Pakize Duman, 39, said she appreciated Erdogan as a champion of her conservative Muslim identity. “Whoever fights for our cause, we will support him.” This is also the attention that Erdogan paid to this place, she said.

“He comes here for the opening ceremonies. He was the one who had the Garden of the Nation built,” she said, referring to the park where she strolled on Wednesday, opposite a high-speed train station that Erdogan had also brought. in the province. The city’s soccer stadium, the province’s first airport, all were built during his 20 years in power.

“All our hospitals have been renewed, our schools have been renewed,” she said. “He always gets things done.”

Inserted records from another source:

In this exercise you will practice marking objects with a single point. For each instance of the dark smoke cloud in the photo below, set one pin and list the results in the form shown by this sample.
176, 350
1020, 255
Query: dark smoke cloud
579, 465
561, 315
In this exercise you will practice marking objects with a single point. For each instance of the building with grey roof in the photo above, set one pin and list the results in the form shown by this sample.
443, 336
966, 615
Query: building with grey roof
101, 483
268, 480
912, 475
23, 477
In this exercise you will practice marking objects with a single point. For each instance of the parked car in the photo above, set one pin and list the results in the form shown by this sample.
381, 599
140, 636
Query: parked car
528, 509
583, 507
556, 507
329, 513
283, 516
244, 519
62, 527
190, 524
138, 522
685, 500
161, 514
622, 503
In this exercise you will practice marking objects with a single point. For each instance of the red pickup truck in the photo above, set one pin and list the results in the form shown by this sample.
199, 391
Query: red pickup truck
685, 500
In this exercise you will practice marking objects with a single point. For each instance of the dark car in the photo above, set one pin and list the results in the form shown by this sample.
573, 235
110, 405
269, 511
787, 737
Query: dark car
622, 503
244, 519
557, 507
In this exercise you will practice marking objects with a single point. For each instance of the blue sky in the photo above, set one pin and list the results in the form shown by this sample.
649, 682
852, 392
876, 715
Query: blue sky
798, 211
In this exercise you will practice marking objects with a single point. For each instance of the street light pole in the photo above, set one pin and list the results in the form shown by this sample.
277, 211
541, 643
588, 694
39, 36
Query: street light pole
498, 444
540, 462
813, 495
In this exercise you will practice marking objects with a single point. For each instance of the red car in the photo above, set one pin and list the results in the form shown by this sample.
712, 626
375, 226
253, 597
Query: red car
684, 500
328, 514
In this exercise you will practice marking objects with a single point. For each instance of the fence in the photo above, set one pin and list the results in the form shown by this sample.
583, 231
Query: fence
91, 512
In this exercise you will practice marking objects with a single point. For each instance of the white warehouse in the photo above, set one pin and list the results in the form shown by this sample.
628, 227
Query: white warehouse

As the election nears, Erdogan has been sprinkling trinkets across the country — pay rises for civil servants, tax breaks, energy subsidies — to lure voters. In Sivas, tickets for the new high-speed train to Ankara were offered free for a month.

But presidential inducements did not address what ailed the city, including high unemployment that had forced hundreds of thousands of residents to leave Sivas and move elsewhere in Turkey, including Istanbul. Yonca Kurum, 27, who is unemployed, said her main concern was “job opportunities”, and that she did not know who to vote for in the run-off and was considering not voting at all.

She and her sister, Esra, 24, had voted for Ogan, the far-right candidate, in the first round, a choice they attributed mainly to their “nationalist background”. But as they sat in a tea house under the famous Seljuk-era minarets of Sivas, as a speaker could be heard warming up to nearby Erdogan supporters, they presented their election choices as a dilemma , rather than as an opportunity for meaningful change.

They were concerned about the daily running of the country, but also judged harshly in Sivas if they did not vote for Erdogan. They were unimpressed with Kilicdaroglu’s coalition of opposition parties and generally dismissive of Turkey’s political dynamics. “People vote like they’re choosing a team,” Esra said.

“I wouldn’t call it excitement,” she added, when asked about her feelings about the election. “I would call it anxiety.”